A comforting and vibrant soup featuring shredded chicken, green chiles, and a zesty tomatillo base, topped with crispy tortilla strips and fresh avocado.

Ingredients

Scale
  • 2 cups cooked chicken, shredded
  • 1 can green chiles, diced
  • 1 can tomatillos, drained
  • 4 cups chicken broth
  • 1 onion, chopped
  • 2 cloves garlic, minced
  • 1 teaspoon cumin
  • 1 teaspoon chili powder
  • Salt and pepper to taste
  • Corn tortillas, cut into strips
  • Cheddar cheese, shredded
  • Avocado, diced
  • Fresh cilantro, for garnish

Instructions

  1. Sautéing aromatics: In a large pot, sauté the chopped onion and minced garlic over medium heat until softened and fragrant.
  2. Adding the chicken and spices: Add the shredded chicken, diced green chiles, drained tomatillos, cumin, chili powder, salt, and pepper into the pot.
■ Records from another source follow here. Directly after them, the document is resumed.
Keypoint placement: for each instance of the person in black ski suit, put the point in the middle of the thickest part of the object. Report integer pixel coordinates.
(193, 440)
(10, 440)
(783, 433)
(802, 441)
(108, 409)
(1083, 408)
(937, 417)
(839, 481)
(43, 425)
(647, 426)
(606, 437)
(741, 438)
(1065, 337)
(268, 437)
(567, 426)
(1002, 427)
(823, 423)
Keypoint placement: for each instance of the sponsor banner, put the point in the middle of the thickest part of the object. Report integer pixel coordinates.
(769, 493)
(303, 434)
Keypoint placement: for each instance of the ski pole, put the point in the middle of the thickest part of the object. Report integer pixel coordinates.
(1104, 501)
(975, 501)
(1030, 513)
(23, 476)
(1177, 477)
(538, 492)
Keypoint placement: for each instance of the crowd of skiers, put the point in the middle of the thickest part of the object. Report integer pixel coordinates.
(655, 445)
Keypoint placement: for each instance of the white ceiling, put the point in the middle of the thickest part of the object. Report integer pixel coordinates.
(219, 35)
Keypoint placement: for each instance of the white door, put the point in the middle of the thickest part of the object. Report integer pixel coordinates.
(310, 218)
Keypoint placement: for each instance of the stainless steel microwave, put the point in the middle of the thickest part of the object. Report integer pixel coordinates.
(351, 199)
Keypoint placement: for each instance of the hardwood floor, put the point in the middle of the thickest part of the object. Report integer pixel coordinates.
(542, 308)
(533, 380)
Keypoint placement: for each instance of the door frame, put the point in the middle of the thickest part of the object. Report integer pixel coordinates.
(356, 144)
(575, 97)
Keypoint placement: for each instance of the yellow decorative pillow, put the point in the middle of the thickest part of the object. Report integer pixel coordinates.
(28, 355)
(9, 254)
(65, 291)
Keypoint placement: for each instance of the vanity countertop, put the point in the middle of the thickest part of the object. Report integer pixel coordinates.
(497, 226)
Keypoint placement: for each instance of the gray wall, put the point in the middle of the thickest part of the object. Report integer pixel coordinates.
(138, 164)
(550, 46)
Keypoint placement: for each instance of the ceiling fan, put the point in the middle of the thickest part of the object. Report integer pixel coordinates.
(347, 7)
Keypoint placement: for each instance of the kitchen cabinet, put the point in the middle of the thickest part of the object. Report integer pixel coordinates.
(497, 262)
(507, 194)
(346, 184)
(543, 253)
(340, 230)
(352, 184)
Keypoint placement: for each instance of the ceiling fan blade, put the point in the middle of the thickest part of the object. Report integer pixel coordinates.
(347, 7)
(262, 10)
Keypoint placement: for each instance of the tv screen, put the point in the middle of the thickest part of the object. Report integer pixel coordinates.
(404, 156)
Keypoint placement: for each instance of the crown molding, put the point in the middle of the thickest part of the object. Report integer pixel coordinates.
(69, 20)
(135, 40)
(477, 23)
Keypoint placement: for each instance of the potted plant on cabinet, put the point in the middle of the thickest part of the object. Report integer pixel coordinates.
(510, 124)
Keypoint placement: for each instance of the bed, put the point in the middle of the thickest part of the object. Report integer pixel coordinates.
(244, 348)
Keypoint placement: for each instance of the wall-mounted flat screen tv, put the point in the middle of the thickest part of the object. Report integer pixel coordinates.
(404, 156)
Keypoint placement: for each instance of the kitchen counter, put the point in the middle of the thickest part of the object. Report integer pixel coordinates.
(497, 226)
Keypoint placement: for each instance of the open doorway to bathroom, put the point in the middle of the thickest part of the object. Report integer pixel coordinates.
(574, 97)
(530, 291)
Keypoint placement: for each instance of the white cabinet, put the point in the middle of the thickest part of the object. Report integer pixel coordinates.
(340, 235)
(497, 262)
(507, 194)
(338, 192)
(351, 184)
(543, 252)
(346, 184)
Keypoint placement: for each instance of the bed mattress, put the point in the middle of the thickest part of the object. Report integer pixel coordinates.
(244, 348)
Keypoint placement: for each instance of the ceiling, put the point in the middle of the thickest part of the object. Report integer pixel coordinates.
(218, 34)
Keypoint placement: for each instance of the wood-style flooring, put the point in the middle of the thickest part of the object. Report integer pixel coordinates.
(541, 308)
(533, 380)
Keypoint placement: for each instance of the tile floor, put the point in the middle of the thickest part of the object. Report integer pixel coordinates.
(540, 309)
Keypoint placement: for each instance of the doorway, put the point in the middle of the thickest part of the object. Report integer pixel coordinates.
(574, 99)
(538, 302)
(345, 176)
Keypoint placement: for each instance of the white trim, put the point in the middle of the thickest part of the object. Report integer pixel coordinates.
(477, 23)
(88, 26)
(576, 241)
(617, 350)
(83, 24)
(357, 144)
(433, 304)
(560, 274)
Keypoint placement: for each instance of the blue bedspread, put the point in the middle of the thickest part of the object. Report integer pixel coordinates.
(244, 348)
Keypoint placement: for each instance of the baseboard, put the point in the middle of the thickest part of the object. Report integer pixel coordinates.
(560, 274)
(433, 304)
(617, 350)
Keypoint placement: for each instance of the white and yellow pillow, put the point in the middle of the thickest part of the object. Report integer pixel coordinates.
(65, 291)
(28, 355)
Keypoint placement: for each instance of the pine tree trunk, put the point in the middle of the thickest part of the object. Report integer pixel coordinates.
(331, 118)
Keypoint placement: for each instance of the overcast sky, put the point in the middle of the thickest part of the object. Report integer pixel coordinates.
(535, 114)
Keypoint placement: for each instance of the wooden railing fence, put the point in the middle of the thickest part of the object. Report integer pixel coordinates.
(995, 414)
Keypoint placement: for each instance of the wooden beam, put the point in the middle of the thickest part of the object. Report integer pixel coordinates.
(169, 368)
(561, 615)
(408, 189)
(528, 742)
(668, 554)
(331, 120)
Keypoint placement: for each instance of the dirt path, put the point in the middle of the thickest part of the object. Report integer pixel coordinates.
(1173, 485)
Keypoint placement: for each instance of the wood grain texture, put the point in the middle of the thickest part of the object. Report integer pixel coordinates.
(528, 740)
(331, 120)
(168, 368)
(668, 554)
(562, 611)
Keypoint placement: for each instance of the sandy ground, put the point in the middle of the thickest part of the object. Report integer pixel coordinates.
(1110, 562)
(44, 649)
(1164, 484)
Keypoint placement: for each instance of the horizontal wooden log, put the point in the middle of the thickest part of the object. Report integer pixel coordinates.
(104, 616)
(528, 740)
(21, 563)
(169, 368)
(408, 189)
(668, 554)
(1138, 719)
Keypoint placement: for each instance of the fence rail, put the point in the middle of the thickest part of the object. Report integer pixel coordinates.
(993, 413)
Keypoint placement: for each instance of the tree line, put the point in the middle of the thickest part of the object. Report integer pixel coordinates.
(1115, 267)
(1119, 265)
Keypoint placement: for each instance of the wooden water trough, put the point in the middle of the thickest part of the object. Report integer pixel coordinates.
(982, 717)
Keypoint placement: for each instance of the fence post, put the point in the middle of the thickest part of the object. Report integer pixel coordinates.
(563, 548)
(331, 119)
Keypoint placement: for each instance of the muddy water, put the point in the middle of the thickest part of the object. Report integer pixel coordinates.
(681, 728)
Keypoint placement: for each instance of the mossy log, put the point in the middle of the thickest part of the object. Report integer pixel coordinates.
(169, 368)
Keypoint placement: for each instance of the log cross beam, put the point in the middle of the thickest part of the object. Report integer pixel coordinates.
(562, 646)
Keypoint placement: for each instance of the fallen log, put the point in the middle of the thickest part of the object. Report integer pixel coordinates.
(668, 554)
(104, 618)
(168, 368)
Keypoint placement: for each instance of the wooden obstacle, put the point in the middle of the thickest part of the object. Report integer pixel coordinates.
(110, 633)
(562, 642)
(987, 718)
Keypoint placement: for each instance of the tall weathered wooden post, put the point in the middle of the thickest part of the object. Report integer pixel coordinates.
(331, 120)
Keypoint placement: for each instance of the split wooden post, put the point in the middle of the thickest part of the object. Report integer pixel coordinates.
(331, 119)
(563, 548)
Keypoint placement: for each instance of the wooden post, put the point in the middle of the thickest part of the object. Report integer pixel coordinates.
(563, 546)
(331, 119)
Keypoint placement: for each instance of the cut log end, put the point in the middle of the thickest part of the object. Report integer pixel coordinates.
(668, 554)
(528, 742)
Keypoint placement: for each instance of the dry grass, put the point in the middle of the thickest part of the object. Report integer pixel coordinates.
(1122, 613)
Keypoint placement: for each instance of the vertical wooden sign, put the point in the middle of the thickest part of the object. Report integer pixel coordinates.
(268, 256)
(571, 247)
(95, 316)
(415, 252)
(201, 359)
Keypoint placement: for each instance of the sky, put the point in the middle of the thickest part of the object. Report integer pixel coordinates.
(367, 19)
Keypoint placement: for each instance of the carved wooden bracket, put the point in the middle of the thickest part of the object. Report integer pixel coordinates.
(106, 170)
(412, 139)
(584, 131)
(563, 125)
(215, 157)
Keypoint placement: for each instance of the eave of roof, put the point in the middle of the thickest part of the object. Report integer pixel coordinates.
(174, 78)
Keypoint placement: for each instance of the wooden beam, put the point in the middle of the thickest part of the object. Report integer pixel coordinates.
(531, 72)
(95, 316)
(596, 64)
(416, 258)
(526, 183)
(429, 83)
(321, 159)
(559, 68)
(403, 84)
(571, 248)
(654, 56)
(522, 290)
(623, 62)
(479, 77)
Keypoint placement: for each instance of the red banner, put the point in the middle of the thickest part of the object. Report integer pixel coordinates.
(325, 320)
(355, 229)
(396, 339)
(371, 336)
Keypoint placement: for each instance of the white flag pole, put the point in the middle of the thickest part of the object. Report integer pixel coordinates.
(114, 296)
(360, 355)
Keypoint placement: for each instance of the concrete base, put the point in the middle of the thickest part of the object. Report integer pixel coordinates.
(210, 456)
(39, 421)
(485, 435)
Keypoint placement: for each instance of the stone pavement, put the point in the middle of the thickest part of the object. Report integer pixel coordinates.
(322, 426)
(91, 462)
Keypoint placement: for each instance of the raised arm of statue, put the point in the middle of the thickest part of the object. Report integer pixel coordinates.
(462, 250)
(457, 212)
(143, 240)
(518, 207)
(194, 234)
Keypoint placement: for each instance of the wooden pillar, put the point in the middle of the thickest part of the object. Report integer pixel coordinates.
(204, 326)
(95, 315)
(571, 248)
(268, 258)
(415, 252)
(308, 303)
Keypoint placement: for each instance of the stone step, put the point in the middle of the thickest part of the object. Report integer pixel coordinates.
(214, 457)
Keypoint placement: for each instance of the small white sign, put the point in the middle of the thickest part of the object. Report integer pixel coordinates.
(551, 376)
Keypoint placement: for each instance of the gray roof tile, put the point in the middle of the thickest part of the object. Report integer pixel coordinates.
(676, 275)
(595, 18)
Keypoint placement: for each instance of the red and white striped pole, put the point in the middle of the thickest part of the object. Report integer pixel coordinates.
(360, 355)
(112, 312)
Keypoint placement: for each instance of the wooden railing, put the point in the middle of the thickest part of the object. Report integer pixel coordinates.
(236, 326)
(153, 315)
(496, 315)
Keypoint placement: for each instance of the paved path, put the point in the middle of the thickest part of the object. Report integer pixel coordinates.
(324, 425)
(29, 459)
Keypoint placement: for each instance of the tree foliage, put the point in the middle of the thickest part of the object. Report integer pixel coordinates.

Stir well to combine.
  3. Incorporating broth: Pour in the chicken broth and bring the mixture to a gentle simmer.
  4. Simmering for flavor: Cook for about 20 minutes.
  5. Frying tortilla strips: Meanwhile, in a separate pan, fry the tortilla strips until they’re crispy and golden.
  6. Final assembly: Serve the soup hot, topped with tortilla strips, cheddar cheese, diced avocado, and cilantro.

Notes

Using leftover rotisserie chicken can save time and enhance flavor. Adjust green chiles based on spice preference.